Sanjay Kumaran and Shravan India’s youngest Ceo of Go Dimensions i phone app.

These are brilliant boys of Chennai (India). Both makes 4 Iphone app’s with the help of their father.Sanjay Kumaran is CEO of Go Dimensions, a start-up that’s already four mobile applications old and gaining popularity. He is 10. His older brother Shravan, 12, is president. Today, they are arguably India’s youngest chief executives. Tomorrow, they hope to fill the big shoes of the late, great Steve Jobs.

They’re already moving in that direction. Within two months of its inception on December 12, Go Dimensions displayed its first app, ‘Catch me Cop’, on the Apple App Store. There were 2,000 downloads the next fortnight, making even cnet.com — the most popular website listing apps — sit up and take notice.
Sanjay and Shravan, Class 6 and 8 students at a local school, have a business plan: Get popular and earn profits through advertising. “We have left space for ads in the applications. We’ve already earned our first $100,” says Sanjay.
Apple keeps 30% of the ad revenue, says the boys’ father, Kumaran Surendran, a 45-year-old director with an IT firm. “Our dad helped us a lot. He taught us programming and his guidance made us what we are today. Confident programmers,” says Shravan.
Their other apps on the App Store are ‘Alphabet Board’, ‘Prayer Planet’ and ‘Colour Pallette’, which together have been downloaded over 10,000 times.

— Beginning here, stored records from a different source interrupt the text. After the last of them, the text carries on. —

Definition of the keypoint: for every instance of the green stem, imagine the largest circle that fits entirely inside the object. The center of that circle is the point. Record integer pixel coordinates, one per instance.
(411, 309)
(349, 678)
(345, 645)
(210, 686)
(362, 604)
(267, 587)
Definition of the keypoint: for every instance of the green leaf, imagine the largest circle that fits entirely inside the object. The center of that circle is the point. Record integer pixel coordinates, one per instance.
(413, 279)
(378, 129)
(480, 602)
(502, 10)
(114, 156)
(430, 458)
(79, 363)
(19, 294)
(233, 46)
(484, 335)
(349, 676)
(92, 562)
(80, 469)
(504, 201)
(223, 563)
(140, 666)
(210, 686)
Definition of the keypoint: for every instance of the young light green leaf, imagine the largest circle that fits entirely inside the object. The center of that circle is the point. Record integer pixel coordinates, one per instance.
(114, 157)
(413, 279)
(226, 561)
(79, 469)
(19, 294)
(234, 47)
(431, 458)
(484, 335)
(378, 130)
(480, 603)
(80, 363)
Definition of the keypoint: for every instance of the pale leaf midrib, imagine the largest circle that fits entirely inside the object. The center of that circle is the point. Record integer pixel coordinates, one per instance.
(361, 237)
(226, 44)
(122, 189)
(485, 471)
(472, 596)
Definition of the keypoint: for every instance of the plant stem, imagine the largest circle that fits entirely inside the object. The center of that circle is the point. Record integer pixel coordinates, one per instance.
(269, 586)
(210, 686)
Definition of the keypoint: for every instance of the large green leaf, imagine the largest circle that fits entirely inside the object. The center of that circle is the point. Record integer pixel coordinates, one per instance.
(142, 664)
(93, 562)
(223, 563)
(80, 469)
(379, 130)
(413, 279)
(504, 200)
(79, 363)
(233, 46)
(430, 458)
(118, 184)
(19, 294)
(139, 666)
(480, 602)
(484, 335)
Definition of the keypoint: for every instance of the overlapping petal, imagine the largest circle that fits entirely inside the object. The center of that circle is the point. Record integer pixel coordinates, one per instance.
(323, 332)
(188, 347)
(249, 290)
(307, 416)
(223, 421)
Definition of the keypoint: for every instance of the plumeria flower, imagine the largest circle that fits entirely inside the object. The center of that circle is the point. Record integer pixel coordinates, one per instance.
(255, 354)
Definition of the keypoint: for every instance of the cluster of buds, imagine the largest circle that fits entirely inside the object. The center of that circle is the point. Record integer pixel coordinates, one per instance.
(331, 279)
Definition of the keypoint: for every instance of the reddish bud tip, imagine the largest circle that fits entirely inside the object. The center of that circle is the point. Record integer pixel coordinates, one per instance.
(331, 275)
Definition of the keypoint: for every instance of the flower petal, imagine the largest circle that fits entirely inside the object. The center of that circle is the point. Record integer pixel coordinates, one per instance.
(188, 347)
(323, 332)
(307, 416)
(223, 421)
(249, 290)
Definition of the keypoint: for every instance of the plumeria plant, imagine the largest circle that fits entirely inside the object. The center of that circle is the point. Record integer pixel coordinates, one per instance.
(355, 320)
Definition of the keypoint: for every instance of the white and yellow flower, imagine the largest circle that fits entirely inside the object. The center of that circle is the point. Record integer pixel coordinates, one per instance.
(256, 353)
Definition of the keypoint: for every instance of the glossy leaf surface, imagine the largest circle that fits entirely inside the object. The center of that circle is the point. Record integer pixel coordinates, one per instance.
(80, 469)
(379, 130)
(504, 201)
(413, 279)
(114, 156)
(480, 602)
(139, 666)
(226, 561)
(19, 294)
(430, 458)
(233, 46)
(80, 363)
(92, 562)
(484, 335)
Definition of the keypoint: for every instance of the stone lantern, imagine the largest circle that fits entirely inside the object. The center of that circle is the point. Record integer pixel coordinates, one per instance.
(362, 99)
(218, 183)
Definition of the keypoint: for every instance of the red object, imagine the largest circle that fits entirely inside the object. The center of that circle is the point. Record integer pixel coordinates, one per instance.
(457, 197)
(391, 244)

In the works is ‘Olympic Thief’, which they plan to have ready in time for the London Games.
“We can do it in two weeks,” says Sanjay. “One month is more like it,” says his more cautious father.
The boys aren’t in it just for fun and games. “We have great plans for the future, to develop applications in the education arena that are cheap and accessible to many,” says the young CEO.
The brothers’ own education is equally important. “They must ration their time for the company, as studies are very important. At best, one hour a day,” says Surendran.

What about money? That’s not the objective, “though some companies have evinced interest in tie-ups”, says Surendran. But the boys are confident they will be successful and plan to “invest the money to help the poor”.